Statement concerning the review of the approval of the active substance pirimicarb.

出版信息

EFSA J. 2023 Feb 16;21(2):e07807. doi: 10.2903/j.efsa.2023.7807. eCollection 2023 Feb.

DOI:10.2903/j.efsa.2023.7807
PMID:36818643
原文链接:https://pmc.ncbi.nlm.nih.gov/articles/PMC9933487/
Abstract

On 26 August 2022, the European Commission asked EFSA to provide scientific and technical assistance according to Article 21(2) of Regulation (EC) No 1107/2009 concerning the review of the approval of the active substance pirimicarb and to deliver a statement on whether the applicable approval criteria may still be considered fulfilled, taking into consideration the information submitted by the applicant and the assessment of the rapporteur Member State, Sweden and, where applicable, the results of a discussion with experts from Member States.
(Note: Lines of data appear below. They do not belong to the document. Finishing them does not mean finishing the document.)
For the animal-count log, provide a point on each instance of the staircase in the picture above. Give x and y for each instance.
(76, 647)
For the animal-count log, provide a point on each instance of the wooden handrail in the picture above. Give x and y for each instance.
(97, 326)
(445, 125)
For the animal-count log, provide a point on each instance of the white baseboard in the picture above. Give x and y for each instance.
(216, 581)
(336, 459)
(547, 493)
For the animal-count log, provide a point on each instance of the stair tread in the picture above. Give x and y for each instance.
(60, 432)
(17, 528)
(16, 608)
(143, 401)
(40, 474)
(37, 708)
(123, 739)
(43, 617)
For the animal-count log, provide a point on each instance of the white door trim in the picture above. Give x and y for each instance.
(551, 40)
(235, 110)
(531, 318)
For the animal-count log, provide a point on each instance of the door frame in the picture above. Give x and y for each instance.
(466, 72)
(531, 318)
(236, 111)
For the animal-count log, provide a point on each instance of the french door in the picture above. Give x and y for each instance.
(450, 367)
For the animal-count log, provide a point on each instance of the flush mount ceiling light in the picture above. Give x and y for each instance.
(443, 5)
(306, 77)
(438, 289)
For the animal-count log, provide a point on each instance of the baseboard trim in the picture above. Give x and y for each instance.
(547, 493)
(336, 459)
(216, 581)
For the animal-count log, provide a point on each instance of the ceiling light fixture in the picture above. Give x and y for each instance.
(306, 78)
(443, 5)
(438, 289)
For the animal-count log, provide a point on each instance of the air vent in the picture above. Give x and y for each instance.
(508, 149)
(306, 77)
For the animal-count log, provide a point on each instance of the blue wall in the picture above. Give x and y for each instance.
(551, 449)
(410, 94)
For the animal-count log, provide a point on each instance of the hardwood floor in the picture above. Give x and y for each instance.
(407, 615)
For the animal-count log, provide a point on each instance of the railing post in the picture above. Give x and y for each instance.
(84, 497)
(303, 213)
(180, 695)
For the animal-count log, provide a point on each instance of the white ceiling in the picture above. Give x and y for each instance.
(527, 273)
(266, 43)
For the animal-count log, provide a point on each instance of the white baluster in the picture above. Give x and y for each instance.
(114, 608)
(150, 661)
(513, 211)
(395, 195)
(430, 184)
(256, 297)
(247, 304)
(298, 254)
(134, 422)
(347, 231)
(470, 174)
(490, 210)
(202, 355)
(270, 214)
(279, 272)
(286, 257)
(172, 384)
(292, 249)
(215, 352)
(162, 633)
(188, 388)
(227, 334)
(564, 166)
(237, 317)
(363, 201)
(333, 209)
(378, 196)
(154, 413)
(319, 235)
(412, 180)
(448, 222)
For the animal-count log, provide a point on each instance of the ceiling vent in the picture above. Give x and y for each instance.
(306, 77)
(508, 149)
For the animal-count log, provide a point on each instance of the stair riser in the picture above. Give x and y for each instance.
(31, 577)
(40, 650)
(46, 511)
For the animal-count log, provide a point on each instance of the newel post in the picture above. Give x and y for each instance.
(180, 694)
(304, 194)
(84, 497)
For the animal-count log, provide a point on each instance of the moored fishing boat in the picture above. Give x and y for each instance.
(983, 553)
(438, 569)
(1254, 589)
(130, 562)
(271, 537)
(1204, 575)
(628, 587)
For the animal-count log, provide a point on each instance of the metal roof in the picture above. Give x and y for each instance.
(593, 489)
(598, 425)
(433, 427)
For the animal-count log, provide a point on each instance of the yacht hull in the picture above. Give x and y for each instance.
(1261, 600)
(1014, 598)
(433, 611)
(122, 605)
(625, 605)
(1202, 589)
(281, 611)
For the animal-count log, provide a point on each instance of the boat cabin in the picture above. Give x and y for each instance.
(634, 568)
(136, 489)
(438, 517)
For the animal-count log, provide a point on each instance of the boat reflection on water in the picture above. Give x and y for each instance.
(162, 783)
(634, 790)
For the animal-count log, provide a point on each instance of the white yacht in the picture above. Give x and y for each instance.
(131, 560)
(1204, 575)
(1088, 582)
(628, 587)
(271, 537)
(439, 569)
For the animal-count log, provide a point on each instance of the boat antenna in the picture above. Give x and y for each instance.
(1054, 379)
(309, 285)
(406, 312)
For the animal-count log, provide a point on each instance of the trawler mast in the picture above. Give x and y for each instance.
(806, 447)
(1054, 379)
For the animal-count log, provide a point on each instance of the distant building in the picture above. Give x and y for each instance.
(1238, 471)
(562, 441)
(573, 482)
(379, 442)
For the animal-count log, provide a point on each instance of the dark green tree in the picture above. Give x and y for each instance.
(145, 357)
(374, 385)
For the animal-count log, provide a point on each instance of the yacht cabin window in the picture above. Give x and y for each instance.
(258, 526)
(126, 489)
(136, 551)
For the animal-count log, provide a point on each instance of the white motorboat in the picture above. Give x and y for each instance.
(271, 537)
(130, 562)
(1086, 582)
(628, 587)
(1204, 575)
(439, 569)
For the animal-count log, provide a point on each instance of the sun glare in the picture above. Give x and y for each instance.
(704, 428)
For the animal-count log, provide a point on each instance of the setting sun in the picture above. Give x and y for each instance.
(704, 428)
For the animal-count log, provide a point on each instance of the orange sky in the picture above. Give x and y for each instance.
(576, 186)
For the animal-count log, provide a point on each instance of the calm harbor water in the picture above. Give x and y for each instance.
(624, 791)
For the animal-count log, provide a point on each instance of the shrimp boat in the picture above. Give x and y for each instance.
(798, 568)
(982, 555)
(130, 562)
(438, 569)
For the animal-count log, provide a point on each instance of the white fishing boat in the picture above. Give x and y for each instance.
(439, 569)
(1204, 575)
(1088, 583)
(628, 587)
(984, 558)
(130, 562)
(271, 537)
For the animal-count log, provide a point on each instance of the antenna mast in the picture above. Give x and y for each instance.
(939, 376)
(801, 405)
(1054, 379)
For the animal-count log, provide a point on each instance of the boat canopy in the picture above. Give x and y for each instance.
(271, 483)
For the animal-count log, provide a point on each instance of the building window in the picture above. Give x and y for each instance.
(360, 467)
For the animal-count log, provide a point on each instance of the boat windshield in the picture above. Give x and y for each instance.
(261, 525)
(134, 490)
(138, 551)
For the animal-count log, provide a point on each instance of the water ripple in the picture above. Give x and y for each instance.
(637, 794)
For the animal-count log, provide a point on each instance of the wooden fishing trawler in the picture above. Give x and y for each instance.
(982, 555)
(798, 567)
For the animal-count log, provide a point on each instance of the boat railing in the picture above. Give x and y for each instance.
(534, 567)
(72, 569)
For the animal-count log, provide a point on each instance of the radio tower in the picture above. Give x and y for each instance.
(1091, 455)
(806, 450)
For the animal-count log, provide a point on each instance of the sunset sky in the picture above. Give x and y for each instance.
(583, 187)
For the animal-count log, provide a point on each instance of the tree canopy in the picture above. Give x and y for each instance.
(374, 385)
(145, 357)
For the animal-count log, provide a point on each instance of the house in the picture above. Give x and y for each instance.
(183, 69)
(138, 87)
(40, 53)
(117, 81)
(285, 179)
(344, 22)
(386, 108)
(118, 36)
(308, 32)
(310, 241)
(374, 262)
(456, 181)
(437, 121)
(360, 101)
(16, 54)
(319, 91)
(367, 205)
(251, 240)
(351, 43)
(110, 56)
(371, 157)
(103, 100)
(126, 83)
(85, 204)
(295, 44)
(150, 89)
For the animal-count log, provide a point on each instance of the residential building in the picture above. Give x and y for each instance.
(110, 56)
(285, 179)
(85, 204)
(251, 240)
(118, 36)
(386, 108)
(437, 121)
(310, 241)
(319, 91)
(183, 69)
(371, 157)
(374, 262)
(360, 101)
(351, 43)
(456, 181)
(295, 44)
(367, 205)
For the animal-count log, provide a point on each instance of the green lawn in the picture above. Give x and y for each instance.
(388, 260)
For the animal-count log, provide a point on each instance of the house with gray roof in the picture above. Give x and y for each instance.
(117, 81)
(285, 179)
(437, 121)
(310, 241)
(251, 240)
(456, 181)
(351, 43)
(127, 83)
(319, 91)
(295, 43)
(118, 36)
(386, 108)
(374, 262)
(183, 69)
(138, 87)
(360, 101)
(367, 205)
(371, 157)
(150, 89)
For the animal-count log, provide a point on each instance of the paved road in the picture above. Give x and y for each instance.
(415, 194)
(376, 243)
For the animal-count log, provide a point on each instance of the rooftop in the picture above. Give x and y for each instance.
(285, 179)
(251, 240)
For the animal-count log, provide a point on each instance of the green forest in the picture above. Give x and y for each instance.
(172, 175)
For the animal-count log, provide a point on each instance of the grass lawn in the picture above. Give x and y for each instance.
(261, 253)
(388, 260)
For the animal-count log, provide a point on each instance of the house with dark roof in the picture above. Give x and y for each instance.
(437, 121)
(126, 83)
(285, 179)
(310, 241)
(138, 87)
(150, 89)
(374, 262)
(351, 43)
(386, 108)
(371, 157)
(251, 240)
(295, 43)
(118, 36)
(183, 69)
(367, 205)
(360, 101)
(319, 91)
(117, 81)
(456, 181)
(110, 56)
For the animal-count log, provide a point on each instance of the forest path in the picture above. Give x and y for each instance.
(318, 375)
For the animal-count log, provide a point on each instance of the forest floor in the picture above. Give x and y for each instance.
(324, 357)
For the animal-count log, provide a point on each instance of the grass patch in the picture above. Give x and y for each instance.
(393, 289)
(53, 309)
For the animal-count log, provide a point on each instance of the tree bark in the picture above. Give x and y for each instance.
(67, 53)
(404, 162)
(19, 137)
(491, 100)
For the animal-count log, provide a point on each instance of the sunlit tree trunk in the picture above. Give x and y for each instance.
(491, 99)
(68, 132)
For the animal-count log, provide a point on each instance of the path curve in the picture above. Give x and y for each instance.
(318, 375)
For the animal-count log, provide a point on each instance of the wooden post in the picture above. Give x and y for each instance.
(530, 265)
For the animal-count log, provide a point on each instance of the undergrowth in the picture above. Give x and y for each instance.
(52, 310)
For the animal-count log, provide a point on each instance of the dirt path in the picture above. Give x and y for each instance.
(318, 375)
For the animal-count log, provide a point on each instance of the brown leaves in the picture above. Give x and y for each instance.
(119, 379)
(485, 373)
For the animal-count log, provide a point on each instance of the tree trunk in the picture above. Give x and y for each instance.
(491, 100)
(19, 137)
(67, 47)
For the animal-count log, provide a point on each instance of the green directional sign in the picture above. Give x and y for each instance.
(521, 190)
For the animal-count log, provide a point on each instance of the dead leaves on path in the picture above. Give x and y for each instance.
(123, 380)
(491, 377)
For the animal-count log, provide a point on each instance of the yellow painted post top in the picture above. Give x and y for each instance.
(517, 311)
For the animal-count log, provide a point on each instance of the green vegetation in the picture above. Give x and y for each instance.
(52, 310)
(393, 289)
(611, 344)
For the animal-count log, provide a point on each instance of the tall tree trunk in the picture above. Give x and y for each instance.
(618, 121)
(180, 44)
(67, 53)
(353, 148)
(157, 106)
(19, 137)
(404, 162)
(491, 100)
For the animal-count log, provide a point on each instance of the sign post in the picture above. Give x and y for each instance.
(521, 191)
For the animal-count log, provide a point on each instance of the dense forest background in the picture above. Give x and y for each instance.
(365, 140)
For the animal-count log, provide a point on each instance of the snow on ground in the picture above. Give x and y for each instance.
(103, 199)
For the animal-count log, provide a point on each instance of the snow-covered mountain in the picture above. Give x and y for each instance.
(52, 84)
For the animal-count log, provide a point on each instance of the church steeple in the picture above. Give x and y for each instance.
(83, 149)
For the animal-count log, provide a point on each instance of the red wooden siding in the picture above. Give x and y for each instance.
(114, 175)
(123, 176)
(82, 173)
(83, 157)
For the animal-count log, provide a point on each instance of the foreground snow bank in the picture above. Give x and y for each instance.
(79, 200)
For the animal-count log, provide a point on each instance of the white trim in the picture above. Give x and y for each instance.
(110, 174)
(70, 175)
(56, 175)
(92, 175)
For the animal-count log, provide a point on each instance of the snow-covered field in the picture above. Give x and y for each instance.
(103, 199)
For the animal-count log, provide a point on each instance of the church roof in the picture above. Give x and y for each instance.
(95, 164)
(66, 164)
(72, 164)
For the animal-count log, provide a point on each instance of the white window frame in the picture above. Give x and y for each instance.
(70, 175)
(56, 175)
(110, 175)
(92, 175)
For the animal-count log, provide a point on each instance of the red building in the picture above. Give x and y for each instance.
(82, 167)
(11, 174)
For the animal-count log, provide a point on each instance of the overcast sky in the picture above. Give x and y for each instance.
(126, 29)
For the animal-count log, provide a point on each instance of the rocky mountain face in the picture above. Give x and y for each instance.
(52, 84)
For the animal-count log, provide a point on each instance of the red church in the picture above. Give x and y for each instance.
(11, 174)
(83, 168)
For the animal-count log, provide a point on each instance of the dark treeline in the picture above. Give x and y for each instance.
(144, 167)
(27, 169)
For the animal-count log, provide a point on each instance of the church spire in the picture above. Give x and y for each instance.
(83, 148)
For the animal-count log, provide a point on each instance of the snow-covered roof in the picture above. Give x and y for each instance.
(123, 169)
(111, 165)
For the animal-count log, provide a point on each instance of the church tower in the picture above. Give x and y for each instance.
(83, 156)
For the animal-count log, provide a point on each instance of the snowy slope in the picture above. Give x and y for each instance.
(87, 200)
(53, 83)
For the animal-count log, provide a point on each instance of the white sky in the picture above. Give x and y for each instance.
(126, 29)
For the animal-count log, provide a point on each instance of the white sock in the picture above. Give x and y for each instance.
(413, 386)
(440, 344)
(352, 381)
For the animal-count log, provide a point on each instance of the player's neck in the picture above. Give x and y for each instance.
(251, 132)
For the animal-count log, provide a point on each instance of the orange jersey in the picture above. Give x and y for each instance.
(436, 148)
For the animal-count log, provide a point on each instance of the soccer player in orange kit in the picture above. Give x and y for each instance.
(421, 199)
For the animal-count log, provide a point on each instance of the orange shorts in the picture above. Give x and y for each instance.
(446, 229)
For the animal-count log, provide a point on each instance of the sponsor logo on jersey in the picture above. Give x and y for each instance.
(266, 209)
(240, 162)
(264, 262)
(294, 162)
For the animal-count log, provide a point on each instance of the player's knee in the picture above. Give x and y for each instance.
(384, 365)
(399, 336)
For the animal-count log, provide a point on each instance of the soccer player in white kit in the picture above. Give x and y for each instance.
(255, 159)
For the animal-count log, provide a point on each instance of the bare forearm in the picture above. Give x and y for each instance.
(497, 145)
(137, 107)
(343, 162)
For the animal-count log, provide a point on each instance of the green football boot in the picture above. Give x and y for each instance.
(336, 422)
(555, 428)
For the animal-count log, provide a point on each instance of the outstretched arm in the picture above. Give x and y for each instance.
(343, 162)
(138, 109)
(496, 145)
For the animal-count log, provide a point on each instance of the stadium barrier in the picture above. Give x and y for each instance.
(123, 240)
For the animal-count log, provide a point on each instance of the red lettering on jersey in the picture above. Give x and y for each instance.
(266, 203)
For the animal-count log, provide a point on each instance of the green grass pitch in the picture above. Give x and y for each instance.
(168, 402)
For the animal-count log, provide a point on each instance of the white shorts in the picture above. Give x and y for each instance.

The current statement contains a summary of the main findings of the assessment of the risks to consumers from the exposure to metabolites of pirimicarb through dietary intake, the risks to human health through non-dietary exposure and the acute risk to birds from the representative uses of pirimicarb assessed for the first approval and additionally, from the representative uses as submitted as part of the renewal of approval. Concerns are reported where identified.

摘要

2022年8月26日,欧盟委员会要求欧洲食品安全局根据关于审查活性物质抗蚜威批准情况的(EC)No 1107/2009号条例第21(2)条提供科学和技术援助,并就是否仍可认为适用的批准标准得到满足发表声明,同时考虑申请人提交的信息、报告成员国瑞典的评估以及在适用情况下与成员国专家讨论的结果。本声明总结了评估通过饮食摄入抗蚜威代谢物对消费者造成的风险、非饮食接触对人类健康造成的风险以及首次批准时评估的抗蚜威代表性用途对鸟类的急性风险,此外还总结了作为批准续期一部分提交的代表性用途的相关风险。如有发现问题,将予以报告。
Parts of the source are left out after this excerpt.